Events also provide an important means of reaching the audience directly because, well, you know that some of the people you want to reach will be there–all in the same place. That’s why programmatic geofencing has become such a popular tactic in recent years. It’s a proven way to hyper-target attendees within a geographic area–in this case, the area in and around an event’s location.
The advantages of using this tactic are easy to see. Based on the focus of the show, you have a clear idea of who is attending. The MILK Business Expo, for example, draws commercial dairy farmers. Farmers only raising beef or growing wheat probably won’t be there. Because you know who’s attending the event, you can be hyper relevant and timely with your ad messages.
Through a programmatic geofencing tactic, you can speak directly to the needs of those business-savvy dairy farmers attending the expo. Some marketers do wonder, however, how they can prevent reaching non-prospects in the greater geofence area with ads that could seem annoyingly irrelevant.

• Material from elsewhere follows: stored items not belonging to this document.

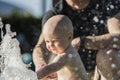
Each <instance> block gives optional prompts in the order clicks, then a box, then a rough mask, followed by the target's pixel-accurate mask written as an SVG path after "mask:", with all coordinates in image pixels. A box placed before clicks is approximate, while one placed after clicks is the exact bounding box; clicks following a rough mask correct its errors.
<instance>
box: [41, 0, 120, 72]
mask: <svg viewBox="0 0 120 80" xmlns="http://www.w3.org/2000/svg"><path fill="white" fill-rule="evenodd" d="M119 11H120V0H98V1H96V2H95V0H94V1H93V0H91V2H90V3H89V5H88V7H86V8H84V9H82V10H79V11H78V10H73V9H72V8H71V7H70V6H69V5H67V3H66V2H65V0H60V1H59V2H58V3H57V4H56V5H55V6H54V8H53V9H52V10H50V11H48V12H47V13H46V14H45V15H44V18H43V22H42V25H43V24H44V23H45V22H46V21H47V19H48V18H50V17H52V16H54V15H57V14H63V15H66V16H68V17H69V18H70V19H71V21H72V23H73V27H74V38H75V37H78V36H96V35H101V34H105V33H107V32H108V31H107V26H106V20H107V19H108V18H110V17H113V16H114V15H115V14H117V13H118V12H119ZM81 45H82V44H81ZM96 52H97V51H94V50H88V49H85V48H80V50H79V54H80V56H81V59H82V61H83V64H84V65H85V68H86V70H87V71H90V70H93V69H94V67H95V64H96V62H95V61H96V60H95V58H96Z"/></svg>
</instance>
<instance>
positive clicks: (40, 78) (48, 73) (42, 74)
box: [36, 55, 67, 79]
mask: <svg viewBox="0 0 120 80" xmlns="http://www.w3.org/2000/svg"><path fill="white" fill-rule="evenodd" d="M66 63H67V58H66V55H60V56H59V55H58V56H56V57H55V59H54V60H53V62H51V63H50V64H48V65H45V66H44V67H42V68H41V69H39V70H38V71H37V72H36V73H37V76H38V79H42V78H44V77H46V76H49V75H50V74H52V73H54V72H56V71H58V70H59V69H61V68H62V67H63V66H64V65H65V64H66Z"/></svg>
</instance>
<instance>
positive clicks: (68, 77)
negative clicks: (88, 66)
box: [57, 67, 79, 80]
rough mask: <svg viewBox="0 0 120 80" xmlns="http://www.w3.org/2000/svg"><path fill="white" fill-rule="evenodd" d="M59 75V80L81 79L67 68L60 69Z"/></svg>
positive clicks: (72, 79)
mask: <svg viewBox="0 0 120 80" xmlns="http://www.w3.org/2000/svg"><path fill="white" fill-rule="evenodd" d="M57 74H58V80H79V78H77V77H78V76H77V74H75V73H74V72H72V71H71V70H69V69H68V68H66V67H64V68H62V69H60V70H59V71H58V72H57Z"/></svg>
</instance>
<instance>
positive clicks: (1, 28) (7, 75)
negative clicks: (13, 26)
mask: <svg viewBox="0 0 120 80" xmlns="http://www.w3.org/2000/svg"><path fill="white" fill-rule="evenodd" d="M2 28H3V23H2V20H1V18H0V29H1V38H2V41H1V45H0V80H37V75H36V73H35V72H33V71H32V70H29V69H28V68H27V67H26V65H25V64H24V63H23V62H22V59H21V53H20V48H19V42H18V40H17V39H16V38H14V36H15V35H16V33H15V32H12V31H11V30H10V25H9V24H7V25H6V26H5V29H6V34H5V36H3V31H2Z"/></svg>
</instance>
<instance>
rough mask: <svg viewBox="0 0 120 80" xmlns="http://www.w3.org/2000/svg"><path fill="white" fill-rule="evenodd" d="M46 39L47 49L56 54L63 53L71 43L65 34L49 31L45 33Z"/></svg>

Reach ONLY the Right People
Given the nature of geofencing campaigns, you won’t ever be able to avoid serving some ads to the wrong folks, but there are benefits to accepting this risk. You can reach people you’d never predict would attend.
At Precision Reach, we make geofence campaigns more precise by adding a second layer: we target first-party farmer data at the show. With this approach, we execute a standard geofence campaign while also reaching known farmers within our data base in the area.
Using this data segment, you can target commodity groups likely to attend the event–dairy farmers at MILK Business Expo, for example–within your tightly circumscribed area. It could be within a small circle surrounding the event’s location. The first-party data layer limits the chance of reaching non-prospects who happen to be in the vicinity.
You can also use the layering approach to widen your circle. By targeting only the first-party audience segment based on your data, you can extend your radius to 15 miles, and even 30 miles, which allows you to reach the right prospects as they travel to and from the event’s location. You can catch them as they eat at a nearby restaurant or walk to their hotel.
In this way, first-party data layering maximizes your ability to reach the right people and increases the overall performance of your geofence campaign.
Real Results
We’re firm believers in first-party data layering at Precision Reach because we’ve seen it work in quite a few geofence campaigns for our ag industry clients. Here are some CTR percentage metrics from a few campaigns recent events to demonstrate the effectiveness of the approach. (The industry CTR benchmark for geofence display ads is around 0.5%)
Texas A&M Beef Cattle Short Course — 1.38%
National Cattlemen’s Beef Association Conference — 1.02%
World Dairy Expo — 1.23%
World Pork Expo — 0.72%
Commodity Classic — 0.78%
As you can see, the benchmark was surpassed for some campaigns at these events. As you start planning for a new year of industry conventions and events, refine your geofence approach to ensure you’re reaching as many of the right people — and as few of the wrong ones — as possible.